Набережная уходит. Бурлит вода. Баржа движется без единого толчка, без единого намека на движение. С буксира что-то кричат в рупор.
Дунай сейчас удивительно красив — потерял собственный некрасивый цвет и преобразился в закатное небо, стал голубовато-розовым и удивительно гладким. Как зеркало.

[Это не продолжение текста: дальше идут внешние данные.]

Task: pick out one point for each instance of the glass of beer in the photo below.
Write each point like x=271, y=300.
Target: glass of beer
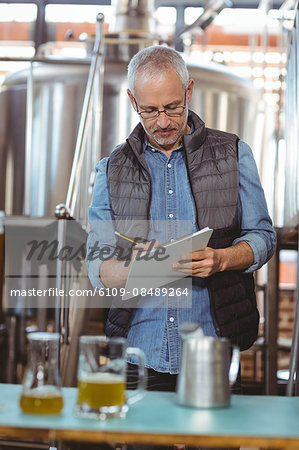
x=102, y=377
x=41, y=393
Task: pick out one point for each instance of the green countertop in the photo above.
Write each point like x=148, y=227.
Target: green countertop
x=248, y=420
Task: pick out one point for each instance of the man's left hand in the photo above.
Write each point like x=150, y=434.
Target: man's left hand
x=206, y=262
x=200, y=263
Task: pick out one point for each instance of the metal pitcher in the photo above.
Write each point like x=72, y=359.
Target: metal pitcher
x=208, y=369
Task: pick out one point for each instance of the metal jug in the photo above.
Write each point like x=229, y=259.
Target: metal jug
x=207, y=369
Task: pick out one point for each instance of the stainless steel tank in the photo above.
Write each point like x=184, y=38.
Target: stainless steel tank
x=222, y=100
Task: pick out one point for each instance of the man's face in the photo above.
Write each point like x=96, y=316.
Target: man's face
x=159, y=93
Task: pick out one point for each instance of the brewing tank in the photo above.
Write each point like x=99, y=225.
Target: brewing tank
x=220, y=98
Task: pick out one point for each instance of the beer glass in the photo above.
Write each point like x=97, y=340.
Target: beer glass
x=41, y=393
x=102, y=377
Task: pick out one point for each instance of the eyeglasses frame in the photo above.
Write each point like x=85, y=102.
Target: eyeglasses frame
x=158, y=112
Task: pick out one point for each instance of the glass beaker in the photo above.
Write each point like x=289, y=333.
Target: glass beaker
x=102, y=377
x=41, y=392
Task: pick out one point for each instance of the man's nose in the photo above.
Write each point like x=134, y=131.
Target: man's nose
x=163, y=120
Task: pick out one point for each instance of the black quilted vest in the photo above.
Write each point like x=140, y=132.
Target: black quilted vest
x=212, y=165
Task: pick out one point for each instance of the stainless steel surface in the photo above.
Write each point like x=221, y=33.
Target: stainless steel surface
x=28, y=140
x=206, y=373
x=223, y=100
x=134, y=15
x=292, y=129
x=211, y=10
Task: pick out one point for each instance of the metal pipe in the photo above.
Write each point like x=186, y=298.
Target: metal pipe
x=79, y=149
x=293, y=368
x=28, y=144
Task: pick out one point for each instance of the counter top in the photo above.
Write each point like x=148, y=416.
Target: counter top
x=262, y=421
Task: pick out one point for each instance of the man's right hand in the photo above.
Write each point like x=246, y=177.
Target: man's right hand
x=114, y=273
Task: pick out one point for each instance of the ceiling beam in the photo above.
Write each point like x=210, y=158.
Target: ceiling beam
x=195, y=3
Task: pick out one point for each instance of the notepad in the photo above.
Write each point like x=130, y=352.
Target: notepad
x=154, y=272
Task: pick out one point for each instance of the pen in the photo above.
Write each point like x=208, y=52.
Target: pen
x=125, y=237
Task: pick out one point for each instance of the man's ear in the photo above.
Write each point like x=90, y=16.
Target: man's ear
x=189, y=91
x=131, y=97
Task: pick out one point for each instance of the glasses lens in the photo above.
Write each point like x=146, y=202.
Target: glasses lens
x=175, y=112
x=169, y=112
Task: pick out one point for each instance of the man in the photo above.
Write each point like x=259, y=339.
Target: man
x=171, y=177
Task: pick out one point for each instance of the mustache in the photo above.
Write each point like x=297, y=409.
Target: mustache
x=165, y=129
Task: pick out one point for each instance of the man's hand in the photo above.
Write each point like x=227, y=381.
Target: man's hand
x=114, y=273
x=203, y=263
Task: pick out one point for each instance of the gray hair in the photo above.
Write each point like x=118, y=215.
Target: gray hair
x=154, y=60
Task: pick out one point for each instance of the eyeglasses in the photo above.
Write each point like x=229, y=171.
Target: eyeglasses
x=154, y=113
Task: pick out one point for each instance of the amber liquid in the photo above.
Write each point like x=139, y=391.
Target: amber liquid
x=46, y=400
x=101, y=390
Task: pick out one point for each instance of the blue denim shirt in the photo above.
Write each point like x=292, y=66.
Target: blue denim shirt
x=154, y=325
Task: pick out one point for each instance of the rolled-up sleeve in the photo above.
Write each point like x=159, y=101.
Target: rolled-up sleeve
x=101, y=240
x=255, y=222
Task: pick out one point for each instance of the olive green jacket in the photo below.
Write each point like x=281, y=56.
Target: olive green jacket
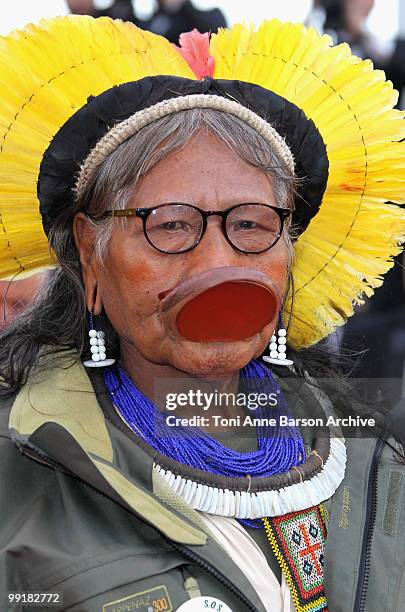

Городок Г. уходит. Вот он уже потонул в садах. Лишь на пристани белеет и блестит ожерельем иллюминаторов флагманский корабль адмирала, начальника Р-ского гарнизона. И как странно видеть на этом жизнерадостном фоне, на этой палитре вечерних красок защитные баржи, людей в защитном…
Мимо нас быстро проходит судно под румынским флагом. На палубе можно заметить синеватые мундиры румынских солдат.
Наши солдаты бросаются к бортам, машут фуражками, платками, и громкое «ура» льется по зеркалу реки, доходит до румынского судна и возвращается оттуда в ответ.
Два дня — путешествие по Дунаю. Однообразные берега, гладкие и поросшие пыльной кудрявой зеленью. Кое-где на прибрежных лугах пасутся стада буйволов, которые очень удивляют своим видом наших «землячков».
За все это двухдневное путешествие мы не останавливаемся ни разу, и все-таки связь с внешним миром поддерживается. Кое-где, когда мы проходим мимо приречных городков или сел, к баржам цепляются лодки, нагруженные арбузами. Завязывается оживленная торговля при помощи ведер, привязанных к длинной веревке, в которые грузят арбузы. Такие плавучие лавочки — наше единственное развлечение. От лодочников мы узнаем такие военные новости:
— Романешты… разбой… бон?
«Разбой» по-румынски — война.
— О, бон! Бон! Трансильваниия бон!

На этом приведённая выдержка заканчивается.